The EUR/USD sank sharply after the Fed cut interest rates but also adopted a slightly hawkish stance, as the central bank estimates 100 basis points of easing toward the next two years. At the time of writing, the pair trades below 1.0400, volatile.
In his press conference, Powell said that the central bank could be more cautious about considering additional adjustments, acknowledging that the policy is less restrictive. He added that risks and uncertainty around inflation are skewed to the upside and added that higher inflation is one of the reasons for the adjustment to the dot plot.
Jerome Powell added that it could take a year or two for inflation to get to the 2% goal, adding that the labor market is not cooling in a way that raises concerns.
The Federal Reserve cut rates by 25 basis points to the 4.25%-4.50% range, yet the decision was not unanimous, as Cleveland Fed President Beth Hammack voted to keep rates unchanged.
The statement changed little from the last meeting, though traders were focused on the Summary of Economic Projections (SEP).
The central bank's monetary policy statement revealed that economic activity continued to expand solidly and acknowledged the labor market conditions had eased. Despite the improvement in employment, Fed policymakers decided to keep the language of “The Committee judges that the risks to achieving its employment and inflation goals are roughly in balance.”
Meanwhile, the SEP showed that officials penciled just two rate cuts in 2025 and 2026, driving the fed funds rate to 3.4% in 24 months.
The EUR/USD has plunged sharply, clearing the 1.0450 psychological level, extending its losses toward the day's lows at 1.0410. The pair would remain trading volatile, as Fed Chair Powell takes the stand. Immediate resistance is seen at the December 13 low of 1.0452, and support at 1.0400. If cleared, the next support would be the YTD low of 1.0331.
The Euro is the currency for the 19 European Union countries that belong to the Eurozone. It is the second most heavily traded currency in the world behind the US Dollar. In 2022, it accounted for 31% of all foreign exchange transactions, with an average daily turnover of over $2.2 trillion a day. EUR/USD is the most heavily traded currency pair in the world, accounting for an estimated 30% off all transactions, followed by EUR/JPY (4%), EUR/GBP (3%) and EUR/AUD (2%).

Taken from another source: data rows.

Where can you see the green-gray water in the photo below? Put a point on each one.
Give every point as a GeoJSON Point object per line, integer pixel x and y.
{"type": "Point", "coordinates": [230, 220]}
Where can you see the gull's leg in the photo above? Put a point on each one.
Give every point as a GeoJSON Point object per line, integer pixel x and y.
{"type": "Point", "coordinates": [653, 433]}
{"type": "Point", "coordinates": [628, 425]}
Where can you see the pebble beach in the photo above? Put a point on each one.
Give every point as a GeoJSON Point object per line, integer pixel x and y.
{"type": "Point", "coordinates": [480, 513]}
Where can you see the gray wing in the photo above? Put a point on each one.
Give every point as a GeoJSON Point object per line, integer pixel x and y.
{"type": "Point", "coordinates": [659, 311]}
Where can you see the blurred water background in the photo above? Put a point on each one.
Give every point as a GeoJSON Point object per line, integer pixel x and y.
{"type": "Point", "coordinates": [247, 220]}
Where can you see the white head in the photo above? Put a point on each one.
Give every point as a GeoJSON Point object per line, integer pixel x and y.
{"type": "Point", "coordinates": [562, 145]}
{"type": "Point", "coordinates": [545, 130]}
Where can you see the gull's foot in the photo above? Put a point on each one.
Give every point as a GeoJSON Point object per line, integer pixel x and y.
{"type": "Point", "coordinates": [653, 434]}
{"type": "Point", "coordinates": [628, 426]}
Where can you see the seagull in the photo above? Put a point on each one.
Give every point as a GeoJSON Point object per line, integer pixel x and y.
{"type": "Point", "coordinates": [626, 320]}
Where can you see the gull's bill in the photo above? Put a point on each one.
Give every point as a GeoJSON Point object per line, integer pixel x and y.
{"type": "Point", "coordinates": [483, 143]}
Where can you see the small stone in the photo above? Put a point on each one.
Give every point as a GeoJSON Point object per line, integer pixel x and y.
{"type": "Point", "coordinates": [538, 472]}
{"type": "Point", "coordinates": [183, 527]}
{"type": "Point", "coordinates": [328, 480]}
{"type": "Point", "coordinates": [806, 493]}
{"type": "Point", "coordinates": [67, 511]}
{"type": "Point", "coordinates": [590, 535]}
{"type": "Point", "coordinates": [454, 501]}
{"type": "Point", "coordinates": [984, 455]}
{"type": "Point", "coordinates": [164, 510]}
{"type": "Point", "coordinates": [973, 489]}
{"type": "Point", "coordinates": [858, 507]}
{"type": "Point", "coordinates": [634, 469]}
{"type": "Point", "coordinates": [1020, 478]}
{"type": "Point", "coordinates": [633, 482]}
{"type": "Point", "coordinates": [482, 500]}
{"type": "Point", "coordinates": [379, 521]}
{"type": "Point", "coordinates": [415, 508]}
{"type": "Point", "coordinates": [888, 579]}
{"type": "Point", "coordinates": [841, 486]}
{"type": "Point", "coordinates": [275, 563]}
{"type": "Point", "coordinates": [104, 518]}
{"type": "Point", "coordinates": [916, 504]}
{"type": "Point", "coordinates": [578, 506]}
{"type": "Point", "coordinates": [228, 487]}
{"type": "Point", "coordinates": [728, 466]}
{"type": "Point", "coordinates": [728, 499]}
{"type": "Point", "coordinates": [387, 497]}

The European Central Bank (ECB) in Frankfurt, Germany, is the reserve bank for the Eurozone. The ECB sets interest rates and manages monetary policy. The ECB’s primary mandate is to maintain price stability, which means either controlling inflation or stimulating growth. Its primary tool is the raising or lowering of interest rates. Relatively high interest rates – or the expectation of higher rates – will usually benefit the Euro and vice versa. The ECB Governing Council makes monetary policy decisions at meetings held eight times a year. Decisions are made by heads of the Eurozone national banks and six permanent members, including the President of the ECB, Christine Lagarde.
Eurozone inflation data, measured by the Harmonized Index of Consumer Prices (HICP), is an important econometric for the Euro. If inflation rises more than expected, especially if above the ECB’s 2% target, it obliges the ECB to raise interest rates to bring it back under control. Relatively high interest rates compared to its counterparts will usually benefit the Euro, as it makes the region more attractive as a place for global investors to park their money.
Data releases gauge the health of the economy and can impact on the Euro. Indicators such as GDP, Manufacturing and Services PMIs, employment, and consumer sentiment surveys can all influence the direction of the single currency. A strong economy is good for the Euro. Not only does it attract more foreign investment but it may encourage the ECB to put up interest rates, which will directly strengthen the Euro. Otherwise, if economic data is weak, the Euro is likely to fall. Economic data for the four largest economies in the euro area (Germany, France, Italy and Spain) are especially significant, as they account for 75% of the Eurozone’s economy.
Another significant data release for the Euro is the Trade Balance. This indicator measures the difference between what a country earns from its exports and what it spends on imports over a given period. If a country produces highly sought after exports then its currency will gain in value purely from the extra demand created from foreign buyers seeking to purchase these goods. Therefore, a positive net Trade Balance strengthens a currency and vice versa for a negative balance.